Existe muita sinergia no ensino de matemática e de ciência de dados. Quais as melhores formas de um conhecimento se beneficiar do outro? Trabalhar com ciência de dados é um processo de investigação. Tudo começa com uma pergunta, e aí vou coletar dados, analisá-los e, em seguida, comunicá-los das mais diferentes maneiras. Esse processo de investigação está totalmente ligado à matemática. E seria muito legal se a matemática fosse ensinada de uma forma aberta e criativa, não é?

Mas a ciência de dados se conecta com outras disciplinas do currículo, seja com dados históricos, em aulas de ciências e até em educação física —qualquer disciplina. E tudo isso combinado com tecnologia. Essa é a matemática que o mundo precisa neste momento.

Queria falar da abordagem Mentalidades Matemáticas, projeto que vem ganhando espaço e que já tem resultados também no Brasil. Nessa iniciativa, qual foi o grande desafio e qual é o grande aprendizado? Recomendamos uma abordagem realmente diferente para ensinar matemática, com mais profundidade e conexões, e não apenas com exercícios e provas, mas em alguns distritos dos EUA os professores acham que não têm autorização para alterar a abordagem vigente, como se tivessem que sempre usar um certo livro antigo para ensinar. Nunca é fácil realizar mudanças tão profundas. Mesmo assim, já são centenas de milhares de professores ensinando de forma diferente agora.

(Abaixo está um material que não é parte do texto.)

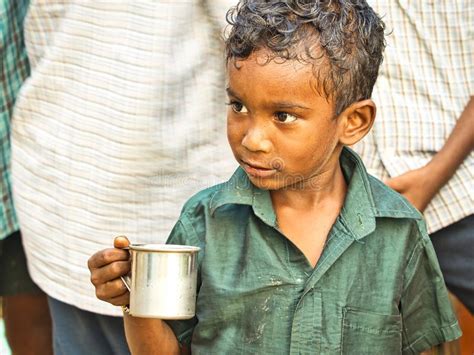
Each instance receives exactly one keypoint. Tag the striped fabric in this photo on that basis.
(122, 120)
(14, 69)
(425, 83)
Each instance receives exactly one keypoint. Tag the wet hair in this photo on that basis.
(344, 40)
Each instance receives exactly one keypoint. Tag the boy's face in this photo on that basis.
(281, 131)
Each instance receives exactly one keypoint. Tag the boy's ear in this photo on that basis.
(356, 121)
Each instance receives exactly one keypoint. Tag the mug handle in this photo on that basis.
(126, 279)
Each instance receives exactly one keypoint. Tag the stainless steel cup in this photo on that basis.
(163, 281)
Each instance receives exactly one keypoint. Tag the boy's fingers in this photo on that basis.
(120, 300)
(106, 256)
(110, 290)
(121, 242)
(100, 276)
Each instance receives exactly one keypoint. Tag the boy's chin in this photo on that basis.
(267, 183)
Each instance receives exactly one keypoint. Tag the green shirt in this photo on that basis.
(14, 69)
(377, 287)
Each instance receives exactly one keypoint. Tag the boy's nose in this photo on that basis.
(255, 140)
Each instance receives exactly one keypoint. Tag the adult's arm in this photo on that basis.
(419, 186)
(150, 336)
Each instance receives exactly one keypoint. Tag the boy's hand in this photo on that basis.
(417, 186)
(106, 267)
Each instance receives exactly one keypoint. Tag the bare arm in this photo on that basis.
(419, 186)
(459, 145)
(150, 336)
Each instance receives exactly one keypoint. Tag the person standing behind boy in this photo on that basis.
(423, 138)
(120, 122)
(302, 252)
(24, 306)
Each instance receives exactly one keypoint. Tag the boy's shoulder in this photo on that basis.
(237, 189)
(389, 203)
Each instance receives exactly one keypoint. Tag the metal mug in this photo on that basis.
(162, 281)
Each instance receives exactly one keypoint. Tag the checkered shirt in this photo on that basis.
(14, 69)
(425, 82)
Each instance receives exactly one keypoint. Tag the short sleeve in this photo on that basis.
(183, 234)
(427, 314)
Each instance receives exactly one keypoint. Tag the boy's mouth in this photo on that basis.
(257, 170)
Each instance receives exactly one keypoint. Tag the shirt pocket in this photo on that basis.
(366, 332)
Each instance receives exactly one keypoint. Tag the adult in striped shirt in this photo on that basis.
(423, 138)
(24, 306)
(121, 119)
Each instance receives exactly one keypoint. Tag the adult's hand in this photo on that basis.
(417, 186)
(106, 267)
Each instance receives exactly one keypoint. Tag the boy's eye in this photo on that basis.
(238, 107)
(284, 117)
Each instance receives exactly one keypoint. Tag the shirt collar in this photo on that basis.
(357, 214)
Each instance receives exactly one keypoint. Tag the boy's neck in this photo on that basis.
(328, 188)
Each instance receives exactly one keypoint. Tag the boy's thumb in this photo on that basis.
(121, 242)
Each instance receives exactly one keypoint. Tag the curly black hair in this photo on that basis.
(346, 35)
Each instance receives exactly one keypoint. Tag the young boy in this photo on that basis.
(302, 251)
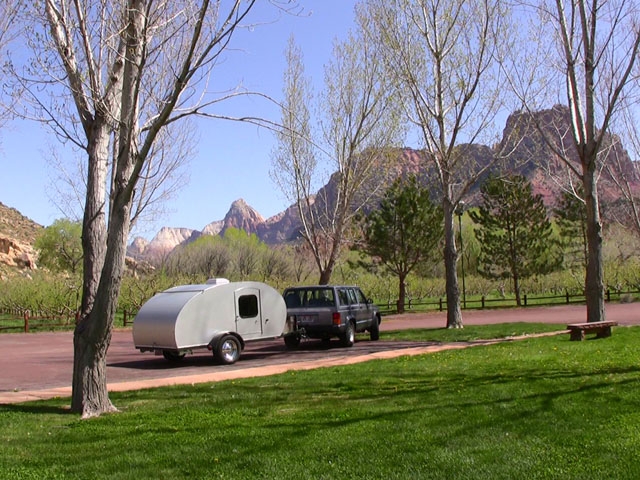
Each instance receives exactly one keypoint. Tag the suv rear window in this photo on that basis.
(309, 297)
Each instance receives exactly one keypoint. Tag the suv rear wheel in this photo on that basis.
(348, 338)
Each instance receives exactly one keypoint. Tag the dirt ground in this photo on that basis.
(39, 365)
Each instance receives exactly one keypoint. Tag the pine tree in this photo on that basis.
(404, 231)
(514, 232)
(571, 214)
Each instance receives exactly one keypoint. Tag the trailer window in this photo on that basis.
(248, 306)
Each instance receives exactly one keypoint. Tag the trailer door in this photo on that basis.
(248, 312)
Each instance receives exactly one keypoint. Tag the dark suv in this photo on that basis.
(324, 311)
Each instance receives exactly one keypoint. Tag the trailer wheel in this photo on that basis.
(292, 341)
(348, 338)
(172, 356)
(227, 350)
(374, 331)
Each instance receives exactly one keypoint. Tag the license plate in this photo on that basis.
(307, 318)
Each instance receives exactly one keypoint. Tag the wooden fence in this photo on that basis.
(25, 321)
(479, 303)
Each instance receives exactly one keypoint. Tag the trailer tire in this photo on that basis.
(171, 356)
(292, 341)
(348, 338)
(227, 350)
(374, 331)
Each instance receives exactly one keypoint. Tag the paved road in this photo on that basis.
(44, 361)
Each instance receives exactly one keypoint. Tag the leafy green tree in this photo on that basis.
(571, 215)
(404, 231)
(514, 232)
(60, 246)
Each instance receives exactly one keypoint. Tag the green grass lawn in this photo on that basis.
(537, 408)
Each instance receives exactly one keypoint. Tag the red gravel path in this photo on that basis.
(39, 365)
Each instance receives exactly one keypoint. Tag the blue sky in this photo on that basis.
(232, 160)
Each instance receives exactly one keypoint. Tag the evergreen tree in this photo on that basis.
(571, 214)
(514, 232)
(404, 231)
(60, 246)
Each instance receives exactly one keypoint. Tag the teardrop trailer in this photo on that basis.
(218, 315)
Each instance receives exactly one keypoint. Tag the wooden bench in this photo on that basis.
(601, 329)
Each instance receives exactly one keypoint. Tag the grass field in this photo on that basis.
(537, 408)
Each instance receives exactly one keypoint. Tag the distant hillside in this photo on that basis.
(529, 156)
(17, 236)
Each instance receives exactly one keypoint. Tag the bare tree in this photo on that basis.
(594, 67)
(357, 127)
(445, 56)
(129, 69)
(9, 30)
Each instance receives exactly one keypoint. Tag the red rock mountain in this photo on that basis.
(529, 155)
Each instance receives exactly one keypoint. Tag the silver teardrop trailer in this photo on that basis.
(218, 315)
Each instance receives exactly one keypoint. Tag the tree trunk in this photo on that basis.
(594, 282)
(90, 396)
(325, 276)
(402, 291)
(94, 226)
(454, 313)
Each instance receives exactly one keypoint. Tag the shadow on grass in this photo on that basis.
(35, 408)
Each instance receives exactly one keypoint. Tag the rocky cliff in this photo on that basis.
(17, 236)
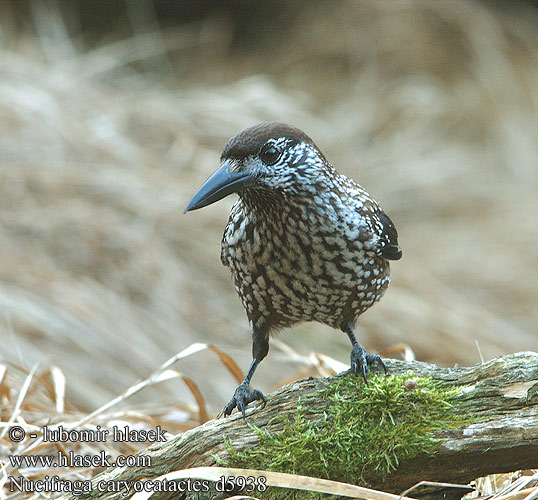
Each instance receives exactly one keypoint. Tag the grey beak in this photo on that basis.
(222, 183)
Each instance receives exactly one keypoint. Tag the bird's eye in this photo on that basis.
(269, 154)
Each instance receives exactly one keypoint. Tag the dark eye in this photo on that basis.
(269, 154)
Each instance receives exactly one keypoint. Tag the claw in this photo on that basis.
(361, 360)
(241, 398)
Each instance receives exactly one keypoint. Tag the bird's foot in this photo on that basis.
(361, 360)
(242, 397)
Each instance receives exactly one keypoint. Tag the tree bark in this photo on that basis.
(501, 395)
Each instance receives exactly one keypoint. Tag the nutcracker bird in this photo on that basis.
(303, 242)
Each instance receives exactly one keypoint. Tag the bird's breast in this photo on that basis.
(302, 268)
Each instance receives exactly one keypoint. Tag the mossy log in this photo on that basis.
(499, 434)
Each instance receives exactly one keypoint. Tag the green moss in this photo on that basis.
(362, 436)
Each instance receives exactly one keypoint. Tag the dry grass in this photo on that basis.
(431, 106)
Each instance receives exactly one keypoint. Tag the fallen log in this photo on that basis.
(494, 429)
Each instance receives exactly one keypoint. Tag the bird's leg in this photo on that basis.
(243, 395)
(360, 359)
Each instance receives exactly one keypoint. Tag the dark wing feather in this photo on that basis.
(388, 243)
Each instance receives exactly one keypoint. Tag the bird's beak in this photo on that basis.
(222, 183)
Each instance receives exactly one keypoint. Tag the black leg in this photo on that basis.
(243, 395)
(360, 359)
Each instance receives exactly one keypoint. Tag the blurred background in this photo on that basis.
(112, 114)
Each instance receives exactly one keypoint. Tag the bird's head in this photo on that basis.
(262, 162)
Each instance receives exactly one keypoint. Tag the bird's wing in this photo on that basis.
(387, 244)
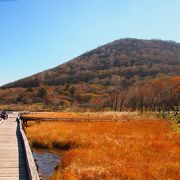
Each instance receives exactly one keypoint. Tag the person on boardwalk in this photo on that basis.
(4, 115)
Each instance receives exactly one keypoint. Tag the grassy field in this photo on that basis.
(135, 149)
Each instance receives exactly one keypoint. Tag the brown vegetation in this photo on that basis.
(139, 149)
(127, 74)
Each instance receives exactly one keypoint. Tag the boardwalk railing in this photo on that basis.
(32, 169)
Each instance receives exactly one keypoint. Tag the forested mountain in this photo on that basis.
(89, 78)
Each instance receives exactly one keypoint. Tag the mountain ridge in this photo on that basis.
(126, 46)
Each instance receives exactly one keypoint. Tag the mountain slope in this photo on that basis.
(125, 74)
(122, 61)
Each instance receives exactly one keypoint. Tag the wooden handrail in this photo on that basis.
(32, 169)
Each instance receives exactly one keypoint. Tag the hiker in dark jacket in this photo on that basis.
(4, 115)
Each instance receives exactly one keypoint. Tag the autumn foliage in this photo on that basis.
(137, 149)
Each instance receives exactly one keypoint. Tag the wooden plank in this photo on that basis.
(32, 169)
(12, 156)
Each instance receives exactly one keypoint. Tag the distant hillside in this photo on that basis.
(101, 77)
(125, 60)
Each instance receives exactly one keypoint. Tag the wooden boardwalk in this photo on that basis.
(12, 153)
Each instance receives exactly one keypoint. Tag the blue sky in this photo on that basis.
(39, 34)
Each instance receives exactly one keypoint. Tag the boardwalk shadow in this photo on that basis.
(22, 158)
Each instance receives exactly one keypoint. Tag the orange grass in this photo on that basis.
(146, 149)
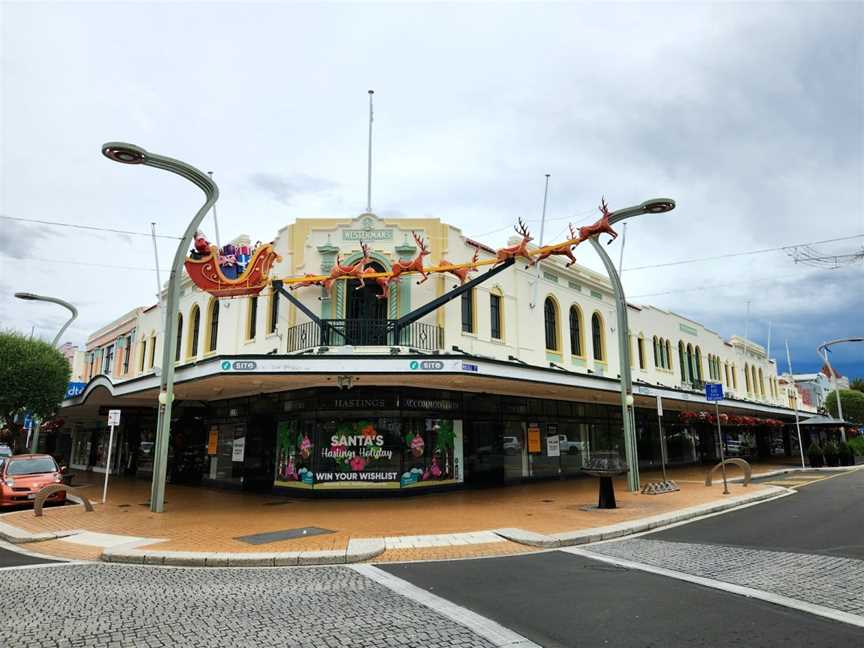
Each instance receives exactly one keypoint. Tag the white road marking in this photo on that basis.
(490, 630)
(777, 599)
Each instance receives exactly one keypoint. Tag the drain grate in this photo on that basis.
(287, 534)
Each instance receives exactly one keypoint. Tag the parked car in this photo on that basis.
(23, 476)
(568, 446)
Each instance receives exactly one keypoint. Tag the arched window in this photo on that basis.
(179, 337)
(496, 320)
(142, 350)
(576, 331)
(550, 318)
(698, 359)
(213, 329)
(152, 359)
(252, 318)
(597, 337)
(194, 332)
(274, 312)
(691, 366)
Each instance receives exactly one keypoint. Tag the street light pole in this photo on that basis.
(131, 154)
(655, 206)
(34, 442)
(824, 349)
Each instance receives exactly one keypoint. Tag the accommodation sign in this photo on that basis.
(367, 235)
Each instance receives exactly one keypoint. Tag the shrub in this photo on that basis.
(856, 445)
(814, 454)
(844, 453)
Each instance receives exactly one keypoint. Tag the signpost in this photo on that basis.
(714, 392)
(662, 440)
(113, 419)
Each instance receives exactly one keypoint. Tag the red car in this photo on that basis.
(23, 476)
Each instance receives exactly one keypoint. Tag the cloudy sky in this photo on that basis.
(749, 115)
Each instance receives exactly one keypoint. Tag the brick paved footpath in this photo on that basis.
(118, 606)
(828, 581)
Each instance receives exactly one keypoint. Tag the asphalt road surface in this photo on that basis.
(825, 517)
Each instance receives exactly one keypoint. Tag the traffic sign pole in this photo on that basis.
(113, 419)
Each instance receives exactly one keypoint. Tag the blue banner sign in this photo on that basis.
(73, 390)
(713, 391)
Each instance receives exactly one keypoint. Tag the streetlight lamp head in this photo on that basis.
(658, 205)
(123, 152)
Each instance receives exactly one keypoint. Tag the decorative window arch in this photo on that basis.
(496, 313)
(576, 346)
(179, 343)
(697, 357)
(151, 356)
(212, 325)
(252, 317)
(598, 337)
(273, 312)
(194, 331)
(550, 324)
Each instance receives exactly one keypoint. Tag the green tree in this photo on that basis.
(853, 405)
(34, 376)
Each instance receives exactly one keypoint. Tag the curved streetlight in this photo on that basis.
(824, 349)
(653, 206)
(34, 442)
(130, 154)
(53, 300)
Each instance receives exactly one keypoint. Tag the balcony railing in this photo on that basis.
(365, 332)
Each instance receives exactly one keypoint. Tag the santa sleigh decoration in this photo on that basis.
(205, 272)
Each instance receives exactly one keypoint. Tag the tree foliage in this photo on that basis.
(852, 402)
(33, 375)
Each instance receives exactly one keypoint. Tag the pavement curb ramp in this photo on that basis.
(358, 550)
(597, 534)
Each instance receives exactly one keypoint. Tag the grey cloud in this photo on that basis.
(284, 189)
(18, 239)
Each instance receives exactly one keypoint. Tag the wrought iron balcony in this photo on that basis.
(365, 332)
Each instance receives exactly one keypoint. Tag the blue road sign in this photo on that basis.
(713, 391)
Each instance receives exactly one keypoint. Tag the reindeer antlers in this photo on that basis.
(522, 229)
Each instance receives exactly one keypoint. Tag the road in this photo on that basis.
(805, 547)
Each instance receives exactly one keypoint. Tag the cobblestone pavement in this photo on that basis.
(111, 605)
(828, 581)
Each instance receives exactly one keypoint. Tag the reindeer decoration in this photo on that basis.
(355, 270)
(400, 267)
(599, 227)
(520, 249)
(564, 249)
(461, 273)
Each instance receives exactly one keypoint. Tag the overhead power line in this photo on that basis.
(94, 228)
(737, 254)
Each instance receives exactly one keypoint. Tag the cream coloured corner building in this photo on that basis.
(484, 389)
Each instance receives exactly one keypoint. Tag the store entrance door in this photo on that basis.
(365, 313)
(258, 460)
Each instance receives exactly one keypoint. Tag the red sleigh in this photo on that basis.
(206, 274)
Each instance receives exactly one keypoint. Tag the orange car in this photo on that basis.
(23, 476)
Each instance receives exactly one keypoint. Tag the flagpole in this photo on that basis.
(369, 163)
(797, 423)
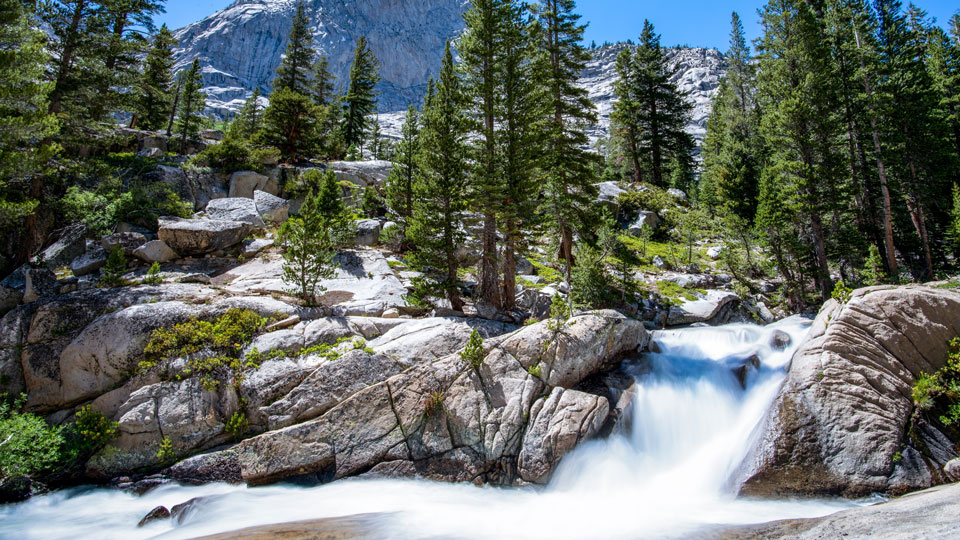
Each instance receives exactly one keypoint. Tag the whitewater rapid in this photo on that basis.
(666, 472)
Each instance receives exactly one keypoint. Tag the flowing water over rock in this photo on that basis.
(664, 472)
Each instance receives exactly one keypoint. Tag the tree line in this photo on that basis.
(837, 142)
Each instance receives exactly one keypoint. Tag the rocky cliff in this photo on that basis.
(241, 47)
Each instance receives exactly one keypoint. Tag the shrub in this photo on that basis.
(153, 275)
(842, 293)
(27, 443)
(237, 426)
(112, 273)
(473, 353)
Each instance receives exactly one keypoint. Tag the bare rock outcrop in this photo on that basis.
(840, 424)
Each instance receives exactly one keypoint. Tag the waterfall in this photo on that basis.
(665, 472)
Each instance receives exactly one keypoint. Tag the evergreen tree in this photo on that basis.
(361, 98)
(192, 103)
(481, 56)
(567, 167)
(733, 149)
(796, 81)
(290, 124)
(250, 120)
(308, 248)
(323, 82)
(398, 188)
(440, 189)
(650, 111)
(294, 72)
(519, 143)
(154, 86)
(25, 125)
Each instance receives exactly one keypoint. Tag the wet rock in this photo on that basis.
(559, 422)
(155, 251)
(272, 209)
(201, 236)
(244, 183)
(127, 241)
(842, 413)
(160, 512)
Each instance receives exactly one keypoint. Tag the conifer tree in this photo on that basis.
(25, 125)
(398, 188)
(290, 124)
(519, 143)
(481, 61)
(154, 86)
(323, 82)
(796, 82)
(733, 149)
(192, 103)
(248, 123)
(567, 167)
(294, 73)
(651, 110)
(440, 190)
(361, 98)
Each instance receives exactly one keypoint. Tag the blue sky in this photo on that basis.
(680, 22)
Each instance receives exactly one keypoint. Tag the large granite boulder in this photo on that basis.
(558, 423)
(362, 173)
(244, 183)
(235, 209)
(842, 422)
(201, 236)
(449, 421)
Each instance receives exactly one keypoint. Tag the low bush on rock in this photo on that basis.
(212, 349)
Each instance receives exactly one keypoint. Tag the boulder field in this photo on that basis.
(841, 424)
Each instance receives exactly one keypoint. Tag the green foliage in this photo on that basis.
(94, 429)
(192, 103)
(361, 98)
(841, 293)
(237, 426)
(939, 394)
(165, 452)
(473, 353)
(112, 273)
(213, 349)
(30, 445)
(153, 275)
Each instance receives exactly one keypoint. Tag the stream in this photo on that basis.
(665, 473)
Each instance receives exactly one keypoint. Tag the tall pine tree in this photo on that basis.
(361, 98)
(440, 190)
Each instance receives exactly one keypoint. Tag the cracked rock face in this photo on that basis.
(842, 415)
(447, 421)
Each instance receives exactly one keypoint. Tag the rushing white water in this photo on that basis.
(665, 475)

O que você deixaria de mensagem para uma criança que ainda não gosta de matemática? Ela tem que saber que ela pode aprender tudo o que quiser. Temos que fugir da ideia de que só algumas pessoas têm um "cérebro matemático", que tem o dom para ela. Nós já sabemos que todos podem desenvolver seus cérebros e aprender o que quiserem e o quanto quiserem.


Jo Boaler, 57

Nascida no Reino Unido, mora na Califórnia (nos EUA), onde é professora da Universidade Stanford. Ela pesquisa o impacto de diferentes condutas e enfoques no ensino de matemática e é idealizadora de Mentalidades Matemáticas, abordagem que torna o aprendizado da disciplina mais visual e intuitivo. Ao todo, já escreveu 18 livros. Com outros pesquisadores, além de economistas e gestores públicos, participa da iniciativa Data Science 4 Everyone (Ciência de Dados para Todos), que busca mais espaço para as ciências de dados no currículo escolar.